Finding Inverse Systems from Coordinates

TL;DR

This paper explores how to recover a polynomial $F$ from the coordinates of points in a Gorenstein scheme, extending Macaulay's classical correspondence between ideals and polynomials.

Contribution

It provides a partial method to describe the polynomial $F$ associated with an Artinian Gorenstein ideal of a reduced Gorenstein scheme.

Findings

$F$ can be obtained from the coordinates of the scheme's points

The work extends Macaulay's theorem to certain Gorenstein schemes

Provides a new perspective on inverse systems for zero-dimensional schemes

Abstract

Let $I$ be a homogeneous ideal in $R=\mathbb K[x_0,\ldots,x_n]$, such that $R/I$ is an Artinian Gorenstein ring.
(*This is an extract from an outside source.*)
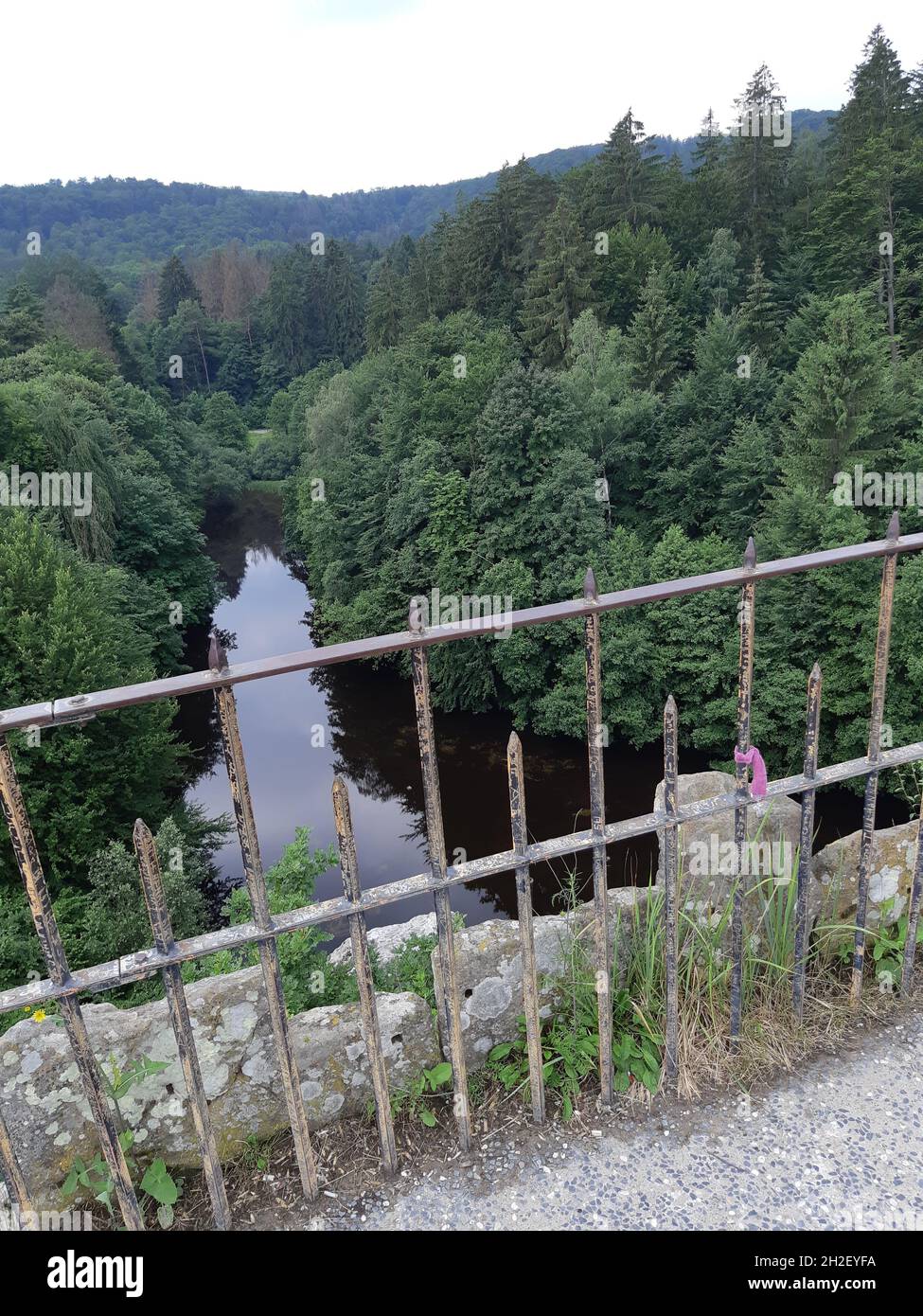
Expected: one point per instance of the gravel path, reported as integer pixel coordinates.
(838, 1147)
A famous theorem of Macaulay says that in this instance $I$ is the ideal of polynomial differential operators with constant coefficients that cancel the same homogeneous polynomial $F$. A major question related to this result is to be able to describe $F$ in terms of the ideal $I$. In this note we give a partial answer to this question, by analyzing the case when $I$ is the Artinian reduction of the ideal of a reduced (arithmetically) Gorenstein zero-dimensional scheme $\Gamma\subset\mathbb P^n$. We obtain $F$ from the coordinates of the points of $\Gamma$.